Hepimizin yüreğini yakan, acı günlerden geçiyoruz. Evlere, ocaklara ateş düşüyor.
Gencecik fidanlarımız, evlatlarımız, Mehmetçiklerimiz toprağa düşüyor. Afyonkarahisar’dan Ramazan Günay, Denizli’den Mehmet Serinkan, Zonguldak’tan İsmail Yazıcı, Tokat’tan Yasin Karaca, Sinop’tan Çağatay Erenoğlu, Malatya’dan Emre Taşkın, Şanlıurfa’dan Abdülkadir İyem, Yozgat’tan Ahmet Arslan, Mardin’den Cebrail Dündar, Kırıkkale’den Semih Yılmaz, Elazığ’dan Kemal Aslan, Manisa’dan, Enis Budak…

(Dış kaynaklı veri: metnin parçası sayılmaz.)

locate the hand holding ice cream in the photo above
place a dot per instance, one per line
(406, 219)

12 ilimizde; 12 yiğidimiz, 12 canımız, 12 evladımız… Ruhları şad, mekânları cennet olsun. Yüce Allah onları peygamber efendimize komşu kılsın.
Değerli milletvekilleri;
Ne diyor şair?
“Uludağ, Erciyes, Ağrı, Süphan’a;
İnersen-çıkarsan, bu vatan senin…
Sivas’tan Hatay’a, Ağrı’dan Van’a;
Şefkatle bakarsan, bu vatan senin…
İmzan varsa, tarihinde dününde;
Set oldunsa, düşmanların önünde;
Milleti kahreden, acı gününde;
Gözyaşı dökersen, bu vatan senin…”
Bu vatan; sıvasız, kerpiç duvarların arasında, al bayrak asılı evlerde oturanlarındır! Bu vatan; “Cesaret dağında, korku rüzgârı esmez.” diyerek; şehadete yürüyen yiğitlerindir!
Bu vatan; bisiklete bile bindirmekten sakındığı evladının şehit düştüğünü “vatan sağ olsun” diyerek göğüsleyen yüreği yaralı, şehit analarınındır!
Velhasıl, bu vatan; tarihin her döneminde, her şartta, her türlü zorluğa karşı tek vücut, tek yumruk, dimdik duran büyük Türk milletinindir!
Dolayısıyla, bizler de bu vatanın sahiplerine, aziz milletimize, çok şey borçluyuz.
Gazi Meclisimizin çatısı altında, taşıdığımız sorumluluk çok büyük. Memleketimizin bugünkü şartları içerisinde vazifemiz, her zamankinden çok daha önemli.
Düşünün ki; 24 saatte 12 şehit verdiğimiz, millî bir acıda bile; kendi evlatlarına, millî yas ilan etmeyi çok gören bir büyük vicdansızlıkla, mücadele ediyoruz!
Terörle mücadelede bile hamasetin arkasına sığınan bir büyük ciddiyetsizlikle mücadele ediyoruz!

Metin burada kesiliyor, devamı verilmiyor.